Posted in Car Accidents on November 7, 2019

If someone is injured in an accident, one of the first things that need to be established is who was responsible for the incident. The responsible party is determined using a variety of means, including investigations into the crash. It is important to determine who is at fault because that will play a part in determining who is liable for damages. The legal concepts of comparative and contributory negligence matter when examining any injury case.

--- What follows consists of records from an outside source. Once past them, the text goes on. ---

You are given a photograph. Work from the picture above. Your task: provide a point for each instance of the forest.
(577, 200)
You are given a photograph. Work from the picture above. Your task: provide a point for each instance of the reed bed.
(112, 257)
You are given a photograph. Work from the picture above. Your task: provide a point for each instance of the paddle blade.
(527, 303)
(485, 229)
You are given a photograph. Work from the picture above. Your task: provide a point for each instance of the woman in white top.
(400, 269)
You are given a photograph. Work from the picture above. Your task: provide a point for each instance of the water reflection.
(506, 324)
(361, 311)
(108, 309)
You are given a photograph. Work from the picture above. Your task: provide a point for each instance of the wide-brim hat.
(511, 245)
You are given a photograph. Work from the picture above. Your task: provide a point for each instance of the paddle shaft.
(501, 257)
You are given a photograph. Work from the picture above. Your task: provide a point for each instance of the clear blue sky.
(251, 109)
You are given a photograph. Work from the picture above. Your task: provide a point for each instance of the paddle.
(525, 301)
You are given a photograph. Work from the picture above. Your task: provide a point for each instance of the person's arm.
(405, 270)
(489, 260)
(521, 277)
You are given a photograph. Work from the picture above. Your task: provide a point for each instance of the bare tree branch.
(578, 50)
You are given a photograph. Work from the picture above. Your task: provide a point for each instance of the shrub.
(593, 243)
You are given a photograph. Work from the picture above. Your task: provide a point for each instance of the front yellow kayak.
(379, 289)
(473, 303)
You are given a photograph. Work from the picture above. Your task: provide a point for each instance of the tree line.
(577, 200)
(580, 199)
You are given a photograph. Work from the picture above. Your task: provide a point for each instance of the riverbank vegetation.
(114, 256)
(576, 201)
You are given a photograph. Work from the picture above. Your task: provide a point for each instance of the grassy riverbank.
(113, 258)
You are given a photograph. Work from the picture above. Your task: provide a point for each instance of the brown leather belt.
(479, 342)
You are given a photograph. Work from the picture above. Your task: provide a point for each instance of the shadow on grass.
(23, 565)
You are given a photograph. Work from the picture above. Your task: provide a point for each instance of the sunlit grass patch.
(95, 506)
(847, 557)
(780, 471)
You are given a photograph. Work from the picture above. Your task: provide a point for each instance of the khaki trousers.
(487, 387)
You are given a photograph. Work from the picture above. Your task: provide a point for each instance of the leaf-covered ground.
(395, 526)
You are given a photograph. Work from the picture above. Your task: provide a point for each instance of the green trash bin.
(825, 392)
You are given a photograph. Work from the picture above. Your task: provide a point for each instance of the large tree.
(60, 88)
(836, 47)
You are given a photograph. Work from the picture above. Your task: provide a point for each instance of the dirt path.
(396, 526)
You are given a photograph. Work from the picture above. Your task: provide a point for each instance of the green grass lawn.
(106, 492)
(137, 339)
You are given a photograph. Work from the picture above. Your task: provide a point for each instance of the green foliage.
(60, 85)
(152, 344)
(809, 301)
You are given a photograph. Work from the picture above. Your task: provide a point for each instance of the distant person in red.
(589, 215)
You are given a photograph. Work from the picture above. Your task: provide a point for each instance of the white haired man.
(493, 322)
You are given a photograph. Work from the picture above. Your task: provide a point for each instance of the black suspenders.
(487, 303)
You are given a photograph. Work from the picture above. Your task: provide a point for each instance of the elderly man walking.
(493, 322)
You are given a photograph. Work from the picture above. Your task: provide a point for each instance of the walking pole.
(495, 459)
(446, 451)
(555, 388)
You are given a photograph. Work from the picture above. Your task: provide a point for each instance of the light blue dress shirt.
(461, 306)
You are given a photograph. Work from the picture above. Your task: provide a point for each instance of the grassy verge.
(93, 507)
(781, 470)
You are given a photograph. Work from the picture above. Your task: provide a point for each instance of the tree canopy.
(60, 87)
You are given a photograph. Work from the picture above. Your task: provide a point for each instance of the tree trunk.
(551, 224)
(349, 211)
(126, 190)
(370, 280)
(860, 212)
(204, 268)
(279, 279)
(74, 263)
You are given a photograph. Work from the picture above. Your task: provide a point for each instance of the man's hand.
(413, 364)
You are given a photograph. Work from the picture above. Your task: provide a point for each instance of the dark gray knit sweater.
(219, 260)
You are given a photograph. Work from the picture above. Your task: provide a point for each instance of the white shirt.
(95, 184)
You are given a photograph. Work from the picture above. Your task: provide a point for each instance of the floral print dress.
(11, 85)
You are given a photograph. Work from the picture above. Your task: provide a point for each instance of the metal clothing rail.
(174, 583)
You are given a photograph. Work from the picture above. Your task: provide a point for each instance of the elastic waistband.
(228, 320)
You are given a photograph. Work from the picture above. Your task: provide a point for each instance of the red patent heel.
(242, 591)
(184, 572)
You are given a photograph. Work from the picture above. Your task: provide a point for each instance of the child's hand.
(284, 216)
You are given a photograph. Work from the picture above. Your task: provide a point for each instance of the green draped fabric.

Negligence is a term used to describe conduct that creates an unreasonable risk of harm to other people. If a person is negligent, and their negligence causes harm to someone else, then that person is legally responsible for paying damages. If you think another person is liable for your injuries, it is necessary to prove that:

  • The defendant had a duty to care for your safety
  • The defendant failed to act in a reasonable way and breached their duty to care
  • The defendant’s breach of duty was the cause of your injuries
  • The plaintiff (you) suffered injuries in which you may claim damages

Contributory or comparative negligence?

Traditionally, contributory negligence laws barred someone from recovering damages of they in any way contributed to the incident. This doctrine originated in English common law and was designed to cut down on careless conduct and fraudulent claims. The total bar to recovery of compensation eventually was deemed fairly harsh, and most jurisdictions have moved away from this concept and towards a comparative negligence system.

There are two types of approaches to comparative negligence typically found in the US:

  • Pure comparative negligence. This means that the plaintiff’s (the victim) damages are totaled and then reduced to reflect how much they contributed to the incident. For example, if a plaintiff is awarded $10,000 in damages, but was found to be 10% at fault in the incident, they will only receive $9,000 in damages. A person can be awarded damages regardless of how much fault they had in the incident, up to 99%.
  • Modified comparative negligence. This system of comparative negligence means that the plaintiff cannot recover damages if they are found to be equally responsible or more responsible than the other party for their injury. In other words, the injured person can receive damages if they were found to be 49% at fault or less.

What form of negligence does Georgia use?

The state of Georgia uses a modified comparative negligence approach. If the court finds the plaintiff to be 50% or more at fault, they are barred from recovering any compensation for their damages. If the court finds the plaintiff to be less than 50% at fault, their damages will be reduced by the percentage they were found at fault, just like in a pure comparative negligence system.

How to limit your liability after an incident

If you are injured due to the actions of another person, seek legal assistance as soon as possible. A personal injury attorney will understand how to investigate what happened and work to prove the other party’s liability. The other side (or their insurance carrier / legal team) may attempt to place more fault for the incident on you in order to pay out a lower settlement. Your attorney will protect your rights and move to secure maximum compensation for your injuries.